Que vaut 2009 dans les annales de la musique? Un mort cinq étoiles: Michael Jackson. Un retour de hype: Eminem et son Relapses. Une apparition tarabiscotée: Lady Gaga avec The Fame. Et une grosse poignée d’autres événements tonitruants, dont une partie a secoué les sous-bois de l’industrie du disque. On pourrait citer, dans le rayon des entités qu’on qualifie d’indépendantes, le vent froid qu’a levé The XX avec son esthétique sépulcrale ou évoquer la claque expérimentale qu’a donnée Animal Collective avec Merriweather Post Pavilion.

Puis il y a eu le cas Grizzly Bear, méritoire à lui seul d’un très long récit. Restons succincts: le quatuor de Brooklyn, qui avait habitué les suiveurs à une esthétique folk déconstruite et réinventée, publiait alors Veckatimest, troisième album dont on retient aujourd’hui encore l’élégant tournant vers une pop aérienne et nostalgique. Quelques mois seulement après la parution de l’objet envoûtant, Grizzly Bear s’est mis à collectionner les révérences. David Letterman invite à deux reprises le groupe sur le plateau du très populaire Late Show. Sa majesté Jay-Z se perd dans les enfilades d’éloges, distribuées depuis le piédestal pourtant éloigné du hip-hop. Enfin, les intouchables Radiohead saluent à leur tour le génie et convient la bande new-yorkaise sur une partie de leur tournée nord-américaine.

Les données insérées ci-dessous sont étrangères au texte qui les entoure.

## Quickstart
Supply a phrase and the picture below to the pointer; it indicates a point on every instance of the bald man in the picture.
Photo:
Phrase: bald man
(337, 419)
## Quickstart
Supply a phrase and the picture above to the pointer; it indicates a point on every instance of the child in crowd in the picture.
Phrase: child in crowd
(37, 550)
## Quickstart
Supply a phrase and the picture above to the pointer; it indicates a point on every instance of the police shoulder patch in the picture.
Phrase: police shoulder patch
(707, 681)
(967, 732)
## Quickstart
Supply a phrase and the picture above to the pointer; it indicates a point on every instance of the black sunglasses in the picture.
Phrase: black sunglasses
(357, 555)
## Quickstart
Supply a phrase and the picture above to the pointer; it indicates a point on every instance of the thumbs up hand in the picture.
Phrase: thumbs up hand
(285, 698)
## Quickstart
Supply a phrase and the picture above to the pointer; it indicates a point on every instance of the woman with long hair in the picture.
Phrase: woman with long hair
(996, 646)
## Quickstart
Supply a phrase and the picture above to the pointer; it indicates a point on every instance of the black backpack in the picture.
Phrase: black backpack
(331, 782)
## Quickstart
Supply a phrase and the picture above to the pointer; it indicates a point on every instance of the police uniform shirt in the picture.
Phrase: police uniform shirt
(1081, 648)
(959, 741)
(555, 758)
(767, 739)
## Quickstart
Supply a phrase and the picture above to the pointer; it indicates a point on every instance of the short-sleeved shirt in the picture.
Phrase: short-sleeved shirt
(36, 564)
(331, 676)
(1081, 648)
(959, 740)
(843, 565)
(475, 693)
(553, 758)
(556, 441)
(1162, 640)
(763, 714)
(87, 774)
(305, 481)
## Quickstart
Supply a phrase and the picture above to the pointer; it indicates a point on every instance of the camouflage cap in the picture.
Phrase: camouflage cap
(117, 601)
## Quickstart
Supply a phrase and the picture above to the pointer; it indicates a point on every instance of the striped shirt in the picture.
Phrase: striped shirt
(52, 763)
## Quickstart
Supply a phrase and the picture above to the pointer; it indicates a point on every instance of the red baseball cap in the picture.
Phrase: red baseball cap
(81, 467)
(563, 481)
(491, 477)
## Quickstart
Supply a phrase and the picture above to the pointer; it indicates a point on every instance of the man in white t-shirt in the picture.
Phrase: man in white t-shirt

Comment rebondir après un plein d’amour si encombrant? Par le retrait tout d’abord: Grizzly Bear a beaucoup tourné et récolté, puis il s’est mis en attente, le temps que ses différents membres réalisent des projets personnels d’une pertinence inconstante. Et il s’est retrouvé enfin, pour un album qui résonne aujourd’hui comme un retour à certaines origines. On pourrait ainsi dire que Shields est l’œuvre d’une formation qui ne s’est pas raconté d’histoires et qui a gardé ses huit pieds sur terre. Son quatrième album impressionne au premier abord parce qu’il tourne en partie le dos à son illustre prédécesseur. Il renoue avec le ton direct et parfois asséché du sous-estimé Yellow House (2006).

On retrouve alors un atelier qui bricole et ose systématiquement le contre-pied; qui aime enchaîner les idées et les empiler parfois sur un seul morceau, en dilatant les formats et en osant les cassures de rythmes et de ton. «Sleeping Ute», qui ouvre Shields, en est une illustration accomplie: deux longs volets se côtoient et se complètent. Ailleurs, le goût de l’expérimentation laisse la place aux ambiances rêveuses, entièrement portées par la voix envoûtante de Daniel Rossen: «The Hunt» et ses accents orientaux, «What’s Wrong» et ses arrangements vaporeux.

Il faudrait encore parler de ce grand final qu’est «Sun in Your Eyes». L’esprit aventurier de Grizzly Bear y est résumé dans cette fresque de sept minutes. La lente ascension, depuis les quartiers intimistes jusqu’aux envolées orchestrales chargées d’ambitions, est l’allégorie d’un groupe qui continue de désarçonner. Qui sait parler avec simplicité en empruntant des voies esthétiques parfois radicales.